Studio album by Khiyo
- Released: 28 August 2014
- Recorded: 2007 – 2014
- Genres: Classical; rock; jazz; blues; Nazrul Sangeet; Bengali folk; Indian classical;
- Length: 57:06
- Language: Bengali
- Label: ARC Music

= Khiyo (album) =

Khiyo is the debut studio album by Khiyo, released on 28 August 2014.

==Background and release==
The album was recorded over seven years.
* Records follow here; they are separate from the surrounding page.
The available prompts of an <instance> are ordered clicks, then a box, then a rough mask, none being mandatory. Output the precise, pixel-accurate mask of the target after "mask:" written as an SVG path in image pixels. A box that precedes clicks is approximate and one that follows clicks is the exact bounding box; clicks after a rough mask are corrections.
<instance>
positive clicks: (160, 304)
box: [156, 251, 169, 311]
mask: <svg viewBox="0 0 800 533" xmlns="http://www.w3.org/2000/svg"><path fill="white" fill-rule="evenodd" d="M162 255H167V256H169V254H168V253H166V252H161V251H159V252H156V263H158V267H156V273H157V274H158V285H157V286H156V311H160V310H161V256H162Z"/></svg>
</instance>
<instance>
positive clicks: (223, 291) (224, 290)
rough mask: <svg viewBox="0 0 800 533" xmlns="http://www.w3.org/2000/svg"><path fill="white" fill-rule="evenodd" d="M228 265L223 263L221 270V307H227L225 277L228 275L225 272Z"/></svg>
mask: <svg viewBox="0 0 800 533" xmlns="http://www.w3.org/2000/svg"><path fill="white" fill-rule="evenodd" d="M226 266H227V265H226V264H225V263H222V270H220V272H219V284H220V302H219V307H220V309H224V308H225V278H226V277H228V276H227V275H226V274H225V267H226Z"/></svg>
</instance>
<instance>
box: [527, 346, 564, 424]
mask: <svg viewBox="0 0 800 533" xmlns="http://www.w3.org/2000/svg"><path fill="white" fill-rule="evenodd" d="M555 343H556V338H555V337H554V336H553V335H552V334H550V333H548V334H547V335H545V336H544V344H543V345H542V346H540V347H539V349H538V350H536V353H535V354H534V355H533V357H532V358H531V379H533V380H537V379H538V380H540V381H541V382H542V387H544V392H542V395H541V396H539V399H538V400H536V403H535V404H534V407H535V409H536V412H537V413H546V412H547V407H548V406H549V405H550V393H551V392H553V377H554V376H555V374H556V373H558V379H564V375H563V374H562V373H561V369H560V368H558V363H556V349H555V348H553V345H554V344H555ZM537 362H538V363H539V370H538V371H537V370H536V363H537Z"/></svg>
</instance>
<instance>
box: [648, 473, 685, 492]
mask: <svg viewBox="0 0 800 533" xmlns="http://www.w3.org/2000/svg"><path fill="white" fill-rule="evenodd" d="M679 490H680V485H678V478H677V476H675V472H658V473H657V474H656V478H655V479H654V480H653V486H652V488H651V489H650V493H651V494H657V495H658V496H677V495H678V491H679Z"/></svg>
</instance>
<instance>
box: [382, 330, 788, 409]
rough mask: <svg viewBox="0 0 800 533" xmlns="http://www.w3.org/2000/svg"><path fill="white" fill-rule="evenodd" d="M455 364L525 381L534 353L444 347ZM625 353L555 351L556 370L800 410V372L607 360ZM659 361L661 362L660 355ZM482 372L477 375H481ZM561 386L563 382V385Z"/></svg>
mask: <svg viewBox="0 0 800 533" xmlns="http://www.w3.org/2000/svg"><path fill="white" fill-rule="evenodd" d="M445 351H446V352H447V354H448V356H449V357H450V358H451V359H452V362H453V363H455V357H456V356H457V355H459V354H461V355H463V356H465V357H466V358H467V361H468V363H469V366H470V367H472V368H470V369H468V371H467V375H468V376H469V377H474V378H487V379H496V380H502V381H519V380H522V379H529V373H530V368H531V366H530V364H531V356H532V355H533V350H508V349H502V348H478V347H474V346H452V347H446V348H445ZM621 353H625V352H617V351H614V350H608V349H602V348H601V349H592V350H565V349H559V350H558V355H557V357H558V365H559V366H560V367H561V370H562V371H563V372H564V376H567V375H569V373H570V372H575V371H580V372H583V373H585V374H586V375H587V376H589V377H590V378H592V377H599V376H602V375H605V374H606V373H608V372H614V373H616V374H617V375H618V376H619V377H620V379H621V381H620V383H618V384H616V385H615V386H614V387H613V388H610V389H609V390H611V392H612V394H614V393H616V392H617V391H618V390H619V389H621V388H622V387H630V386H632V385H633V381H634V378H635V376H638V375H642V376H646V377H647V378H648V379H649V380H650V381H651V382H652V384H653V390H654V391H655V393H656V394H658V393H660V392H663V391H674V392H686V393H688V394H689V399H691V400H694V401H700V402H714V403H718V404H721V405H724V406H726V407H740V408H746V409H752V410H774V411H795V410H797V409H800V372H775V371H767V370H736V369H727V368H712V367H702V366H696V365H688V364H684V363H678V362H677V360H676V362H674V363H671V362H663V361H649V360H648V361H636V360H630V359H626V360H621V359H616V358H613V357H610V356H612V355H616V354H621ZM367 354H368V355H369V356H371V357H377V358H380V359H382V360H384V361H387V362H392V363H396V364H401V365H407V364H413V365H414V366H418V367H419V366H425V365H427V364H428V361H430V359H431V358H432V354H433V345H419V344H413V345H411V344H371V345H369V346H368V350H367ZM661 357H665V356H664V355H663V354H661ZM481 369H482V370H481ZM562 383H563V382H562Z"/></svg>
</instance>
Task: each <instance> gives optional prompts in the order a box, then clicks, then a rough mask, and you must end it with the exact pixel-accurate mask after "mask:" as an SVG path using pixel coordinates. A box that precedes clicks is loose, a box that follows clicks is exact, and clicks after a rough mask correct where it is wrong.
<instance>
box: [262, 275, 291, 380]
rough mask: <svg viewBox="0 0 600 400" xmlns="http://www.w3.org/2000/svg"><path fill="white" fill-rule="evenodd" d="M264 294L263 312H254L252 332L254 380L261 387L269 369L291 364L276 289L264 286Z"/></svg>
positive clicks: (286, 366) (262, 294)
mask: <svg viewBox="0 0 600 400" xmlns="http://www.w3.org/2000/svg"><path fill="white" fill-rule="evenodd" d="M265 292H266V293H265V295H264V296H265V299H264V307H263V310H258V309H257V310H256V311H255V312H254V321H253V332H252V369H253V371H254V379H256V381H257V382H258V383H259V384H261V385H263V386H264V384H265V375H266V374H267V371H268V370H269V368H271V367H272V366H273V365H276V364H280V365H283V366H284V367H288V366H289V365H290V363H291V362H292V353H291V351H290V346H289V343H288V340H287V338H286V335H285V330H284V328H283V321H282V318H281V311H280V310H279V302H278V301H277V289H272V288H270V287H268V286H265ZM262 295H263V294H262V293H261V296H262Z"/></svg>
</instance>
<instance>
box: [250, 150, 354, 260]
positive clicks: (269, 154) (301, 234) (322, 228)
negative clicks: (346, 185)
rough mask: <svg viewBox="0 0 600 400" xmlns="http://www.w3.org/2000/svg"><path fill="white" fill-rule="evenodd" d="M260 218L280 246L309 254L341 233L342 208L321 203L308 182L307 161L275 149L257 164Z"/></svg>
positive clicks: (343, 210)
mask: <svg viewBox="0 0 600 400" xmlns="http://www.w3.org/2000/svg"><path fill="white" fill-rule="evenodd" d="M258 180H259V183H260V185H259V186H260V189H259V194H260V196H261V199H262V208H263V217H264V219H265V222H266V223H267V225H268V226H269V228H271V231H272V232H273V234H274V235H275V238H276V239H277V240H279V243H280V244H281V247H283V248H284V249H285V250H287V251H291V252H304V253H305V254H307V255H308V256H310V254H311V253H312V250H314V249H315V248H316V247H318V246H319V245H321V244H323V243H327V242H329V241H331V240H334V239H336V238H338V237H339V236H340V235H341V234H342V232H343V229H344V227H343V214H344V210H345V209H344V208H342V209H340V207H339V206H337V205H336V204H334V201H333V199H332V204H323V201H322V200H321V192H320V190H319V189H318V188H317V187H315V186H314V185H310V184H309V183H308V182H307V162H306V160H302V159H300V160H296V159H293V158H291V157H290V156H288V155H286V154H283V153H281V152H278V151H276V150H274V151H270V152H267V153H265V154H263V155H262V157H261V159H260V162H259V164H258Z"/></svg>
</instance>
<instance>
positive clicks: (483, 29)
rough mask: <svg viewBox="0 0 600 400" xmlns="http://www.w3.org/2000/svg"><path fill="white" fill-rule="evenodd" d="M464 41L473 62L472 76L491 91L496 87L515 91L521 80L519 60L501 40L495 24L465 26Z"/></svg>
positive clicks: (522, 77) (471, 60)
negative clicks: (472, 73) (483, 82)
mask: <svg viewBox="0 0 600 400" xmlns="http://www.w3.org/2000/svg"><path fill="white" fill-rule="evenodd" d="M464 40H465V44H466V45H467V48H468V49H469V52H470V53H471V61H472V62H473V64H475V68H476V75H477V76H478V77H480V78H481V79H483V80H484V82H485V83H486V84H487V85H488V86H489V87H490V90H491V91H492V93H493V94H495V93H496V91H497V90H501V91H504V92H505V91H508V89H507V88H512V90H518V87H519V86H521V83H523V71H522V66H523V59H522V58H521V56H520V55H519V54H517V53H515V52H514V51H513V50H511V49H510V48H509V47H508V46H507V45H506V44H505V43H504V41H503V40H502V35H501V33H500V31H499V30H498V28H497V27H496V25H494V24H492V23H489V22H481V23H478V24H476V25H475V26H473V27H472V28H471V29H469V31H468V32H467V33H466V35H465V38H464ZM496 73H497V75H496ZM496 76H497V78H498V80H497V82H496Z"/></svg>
It was launched at the Forge in Camden Town, London on 28 August 2014 and re-released a year later by ARC Music.

==Track listing==

| No. | Title | Length |
|---|---|---|
| 1. | "Akashta Kanpchhilo Kyan?" | 5:04 |
| 2. | "Doyal Tomaro Lagiya" | 4:09 |
| 3. | "Rum Jhum Rumu Jhumu" | 5:20 |
| 4. | "Nishi Raat" | 2:40 |
| 5. | "Amar Protibaader Bhasha" | 1:46 |
| 6. | "Murshidi (Kachhe Nao Na Dekha Dao Na)" | 4:07 |
| 7. | "Koi Jao Rey" | 4:51 |
| 8. | "O Ke Udashi Benu Bajayey" | 4:42 |
| 9. | "Purbo Digontey" | 3:21 |
| 10. | "Hai Rey Amar Mon Matano Desh" | 3:57 |
| 11. | "Amar Desher Matir Gondhey" (Abdul Ahad) | 3:57 |
| 12. | "Ek Shagori Rokter Binimoyey" | 3:29 |
| 13. | "Kotobaaro Bhebechhinu" | 3:31 |
| 14. | "Bareer Kachhe Arshinogor" | 6:12 |
| Total length: |  | 57:06 |

==Critical response==
Songlines magazine's Amardeep Dhillon wrote, "An album of covers, Khiyo's self-titled debut is nevertheless a refreshing, original collection and is a fitting testament of Bengali identity."

Tim Chipping in fRoots said, "What's striking about Khiyo is the way each seemingly disparate element is played with the same conviction. They are as much a viceral rock band as they are intrepid interpreters of traditional Bengali songs."

In World Music Central, Arthur Shuey wrote: "In brief, this CD sounds like what would have happened if Pete Townshend had gone to India with the Beatles. It is full of power chords and passion...Now invest in it."

Adam Barnett of Newham Recorder and East London Advertiser said, "Khiyo's eclectic first album marries a grungy rhythm-section and dreamy acoustic guitars to classic Bangladeshi melodies in a way that feels natural and fresh."The Daily Ittefaq described it as an "Exceptional presentation and intelligent musical arrangement." RemoteGoat called it "Something different and altogether more interesting." Sangeeta Datta of Pulse Connects described it as "lucid and evocative". Arman R. Khan of Bangladesh's largest English newspaperThe Daily Star said, "Very potent, and can give you goosebumps."